A cet instant un élan de colère incontrôlable s’empara du capitaine et il ne put s’empêcher de penser à la terreur que ces populations avaient ressenti. Combien furent brutalisés, violés, pillés durant ces actes de barbaries pures ! Amano n’écoutant que son cœur donna l’ordre que l’on rassemble une centaine d’hommes prêts au combat sur le champ, car il comptait lui-même se rendre compte de la situation. Il referma sa chambre et fini de s’essuyer ensuite revêtit son équipement de combat. Avant de quitter le manoir il ordonna aux gardes qui resteraient de s’occuper du petit lycaon et renvoya la femme chez elle, alors qu’elle lui criait son inquiétude de le voir partir ainsi, car elle pressentait le danger et ne voulait pas sa mort.
Amano lui était résolu et avait déjà adopté le masque impassible du guerrier qui s’en va au combat. Bien sûr comme toujours avant un combat l’appréhension se faisait sentir, mais il avait un devoir et comptait bien l’accomplir, lui qui était de ceux qui devaient veiller sur la paix à l’intérieur du royaume.
Environ une heure s’écoula le temps de rassembler les vivres et les hommes à l’extérieur des murs de la ville, Amano rejoignit ses troupes en chevauchant Tordem son puissant destrier noir.

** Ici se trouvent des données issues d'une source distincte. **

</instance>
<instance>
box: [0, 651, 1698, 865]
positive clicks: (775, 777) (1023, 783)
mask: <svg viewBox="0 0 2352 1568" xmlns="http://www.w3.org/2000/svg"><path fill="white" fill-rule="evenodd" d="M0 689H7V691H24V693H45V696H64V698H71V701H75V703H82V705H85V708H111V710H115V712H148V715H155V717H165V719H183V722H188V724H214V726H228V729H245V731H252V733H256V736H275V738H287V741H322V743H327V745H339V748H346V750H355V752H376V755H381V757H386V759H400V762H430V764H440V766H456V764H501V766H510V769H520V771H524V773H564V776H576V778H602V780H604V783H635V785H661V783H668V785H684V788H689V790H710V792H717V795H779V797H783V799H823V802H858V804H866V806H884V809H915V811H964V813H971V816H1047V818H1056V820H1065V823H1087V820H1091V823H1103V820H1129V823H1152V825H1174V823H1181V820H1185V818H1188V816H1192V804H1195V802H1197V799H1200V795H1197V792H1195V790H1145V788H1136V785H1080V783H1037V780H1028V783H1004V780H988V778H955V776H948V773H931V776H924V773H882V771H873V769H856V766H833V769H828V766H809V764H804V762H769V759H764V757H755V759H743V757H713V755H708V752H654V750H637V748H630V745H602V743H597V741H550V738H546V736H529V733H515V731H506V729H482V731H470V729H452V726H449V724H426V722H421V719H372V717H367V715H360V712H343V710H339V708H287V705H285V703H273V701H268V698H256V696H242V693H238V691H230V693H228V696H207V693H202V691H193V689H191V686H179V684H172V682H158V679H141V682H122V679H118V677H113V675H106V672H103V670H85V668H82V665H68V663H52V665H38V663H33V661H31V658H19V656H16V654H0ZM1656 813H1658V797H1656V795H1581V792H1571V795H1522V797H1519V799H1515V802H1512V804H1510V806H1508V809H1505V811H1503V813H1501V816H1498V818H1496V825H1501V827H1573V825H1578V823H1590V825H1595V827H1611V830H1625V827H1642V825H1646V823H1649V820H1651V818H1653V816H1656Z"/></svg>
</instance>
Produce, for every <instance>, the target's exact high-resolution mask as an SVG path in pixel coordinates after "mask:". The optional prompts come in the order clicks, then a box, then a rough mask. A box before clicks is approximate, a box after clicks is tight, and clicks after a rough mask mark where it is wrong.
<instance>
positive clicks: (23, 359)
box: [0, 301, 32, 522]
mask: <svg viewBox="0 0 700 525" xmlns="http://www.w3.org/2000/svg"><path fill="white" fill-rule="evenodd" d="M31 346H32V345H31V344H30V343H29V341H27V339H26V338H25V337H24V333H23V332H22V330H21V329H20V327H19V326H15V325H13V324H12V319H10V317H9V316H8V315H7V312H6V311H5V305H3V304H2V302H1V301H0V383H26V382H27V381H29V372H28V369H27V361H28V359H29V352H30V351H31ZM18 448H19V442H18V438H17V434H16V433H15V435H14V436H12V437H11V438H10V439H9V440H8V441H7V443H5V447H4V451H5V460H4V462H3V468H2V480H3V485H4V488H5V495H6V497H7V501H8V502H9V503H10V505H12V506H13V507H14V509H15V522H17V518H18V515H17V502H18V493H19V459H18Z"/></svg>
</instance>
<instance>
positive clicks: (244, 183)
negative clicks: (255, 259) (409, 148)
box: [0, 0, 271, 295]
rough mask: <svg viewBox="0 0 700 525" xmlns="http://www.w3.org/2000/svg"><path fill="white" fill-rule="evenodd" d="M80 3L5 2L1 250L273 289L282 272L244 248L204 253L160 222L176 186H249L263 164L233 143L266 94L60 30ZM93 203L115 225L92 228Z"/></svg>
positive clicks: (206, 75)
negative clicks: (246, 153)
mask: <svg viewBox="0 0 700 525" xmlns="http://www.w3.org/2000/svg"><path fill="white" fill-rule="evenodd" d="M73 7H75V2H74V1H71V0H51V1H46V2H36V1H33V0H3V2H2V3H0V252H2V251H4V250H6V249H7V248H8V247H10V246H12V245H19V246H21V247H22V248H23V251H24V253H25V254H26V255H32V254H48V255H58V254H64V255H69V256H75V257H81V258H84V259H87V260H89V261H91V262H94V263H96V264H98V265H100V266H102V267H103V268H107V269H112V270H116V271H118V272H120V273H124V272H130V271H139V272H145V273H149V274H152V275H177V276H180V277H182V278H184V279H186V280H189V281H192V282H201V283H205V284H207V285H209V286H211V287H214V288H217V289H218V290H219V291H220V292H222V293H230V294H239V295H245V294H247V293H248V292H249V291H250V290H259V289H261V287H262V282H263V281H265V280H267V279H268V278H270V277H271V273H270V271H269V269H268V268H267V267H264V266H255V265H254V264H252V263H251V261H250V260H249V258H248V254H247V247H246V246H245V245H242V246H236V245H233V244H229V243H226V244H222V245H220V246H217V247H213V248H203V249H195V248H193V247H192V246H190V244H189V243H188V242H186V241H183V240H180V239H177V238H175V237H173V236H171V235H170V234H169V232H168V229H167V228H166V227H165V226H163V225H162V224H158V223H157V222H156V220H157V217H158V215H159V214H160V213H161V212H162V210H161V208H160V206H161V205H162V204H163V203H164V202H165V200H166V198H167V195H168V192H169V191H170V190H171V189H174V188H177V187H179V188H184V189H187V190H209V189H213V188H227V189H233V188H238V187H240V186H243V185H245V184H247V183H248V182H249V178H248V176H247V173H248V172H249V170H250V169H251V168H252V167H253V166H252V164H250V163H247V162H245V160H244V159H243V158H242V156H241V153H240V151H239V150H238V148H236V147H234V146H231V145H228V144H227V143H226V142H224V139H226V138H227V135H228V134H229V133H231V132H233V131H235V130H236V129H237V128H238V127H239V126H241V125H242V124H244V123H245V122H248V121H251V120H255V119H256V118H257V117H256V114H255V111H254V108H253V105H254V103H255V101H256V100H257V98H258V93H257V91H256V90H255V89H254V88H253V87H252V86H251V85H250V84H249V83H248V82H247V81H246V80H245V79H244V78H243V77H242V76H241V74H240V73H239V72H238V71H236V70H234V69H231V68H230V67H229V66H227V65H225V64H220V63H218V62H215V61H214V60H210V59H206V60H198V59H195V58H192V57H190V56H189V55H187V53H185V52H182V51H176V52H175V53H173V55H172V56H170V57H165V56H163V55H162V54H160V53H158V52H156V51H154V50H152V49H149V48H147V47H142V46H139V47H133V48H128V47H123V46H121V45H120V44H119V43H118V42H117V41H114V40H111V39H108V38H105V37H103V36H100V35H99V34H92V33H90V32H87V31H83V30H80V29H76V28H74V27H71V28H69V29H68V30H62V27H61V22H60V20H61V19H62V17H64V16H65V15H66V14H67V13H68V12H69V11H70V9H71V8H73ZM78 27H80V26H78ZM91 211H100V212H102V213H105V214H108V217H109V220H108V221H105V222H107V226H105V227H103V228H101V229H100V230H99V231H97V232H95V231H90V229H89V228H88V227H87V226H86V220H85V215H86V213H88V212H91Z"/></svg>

Il regarda ses hommes rangés en ligne, parmi eux beaucoup ignoraient ce qu’il se passait malgré cela ils étaient tous prêts à partir et s’il le fallait, combattre et mourir. De son côté leur chef se demandait combien d’entre eux ne reviendraient pas ? Combien resterait sur le sol et ne se relèverait pas ? Mais il fallait qu’ils affrontent l’ennemi coûte que coûte, ils devaient faire ce pourquoi ils étaient des guerriers, à savoir la guerre.
- Soldats ! Des villages ont été attaqués à l’Est alors nous irons à l’Est et nous massacrerons l’ennemi quel qu’il soit ! Au nom du roi !
A la mention de ce bref discours la clameur des soldats frappant contre leur boucliers fit frissonner la montagne et ses forêts, Amano était heureux, car son bataillon était gonflé de courage et de force et le lui faisait sentir. Il leva ensuite le bras et ordonna la marche qui durerait certainement plusieurs heures, mais selon lui ils devaient rallier les lieux des attaques quelques heures avant l’aube.
Ainsi le bataillon Ombre commença en pleine nuit sous l’œil vigilant de Snotra son périple vers le champ de bataille et la souffrance.